We created an Appetite object that would be able to query the model and get the data that was needed. The constructor took the apps data, and then it did its magic. In this case is created some caches to make querying fast.

The public API contained:

  • app(id, locale): returns a single app based on id
  • find(opts): the core engine for querying the app data
  • types: contained the logic for filtering on top rated, top paid, newest, etc
  • sorts: contained the sorting functions to return the data in the right order (e.g. by download count versus date)

Very quickly the client was mocked up and the frontend was build out using this API. Again, at this point the entire front end could be built without waiting for server infrastructure.

The Server

Since the client API mocked out the functionality needed for the frontend, the server could actually reuse this logic. This is when the node.js server was born.

To play nice with node, we went back to the other files and added logic to export the data.
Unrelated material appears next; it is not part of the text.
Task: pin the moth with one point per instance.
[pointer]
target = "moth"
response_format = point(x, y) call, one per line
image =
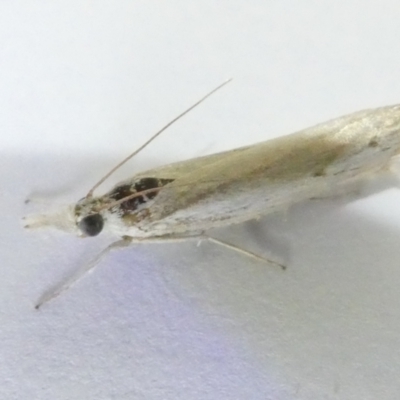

E.g. in the client.js:

// check to see if you are running inside of node.js and export if you are
if (typeof GLOBAL == "object" && typeof GLOBAL['node'] == "object") {
    exports.Appetite = Appetite;
}

Once that was in place, we could load up all of the information that we need:

// -- Load up the libraries
var sys   = require("sys"),
   http   = require("http"),
   posix  = require("posix"),
   apps   = require("./apps").apps,
   client = require("./client");

And then we can get access to the client API via:

var a = new client.Appetite(apps);

We created a simple mapping that enabled a URL such as /app?id=[id]&locale=* to be converted to a method call of app({id:id, locale:locale}). We did this in a generic way that enabled us to add URL endpoints by simply added to the responder hash. The functions would return an object that could contain error codes and the like.

For example, the app end point:

// /app?id=[id]&locale=*
app: function(params) {
    if (!params.id) {
        return {
            error: 501,
            body: 'I need an id!' 
        };
    }
 
    return {
        body: a.app(params.id)
    }
},

We also added a magical DEFAULT handler to take care of bad URLs.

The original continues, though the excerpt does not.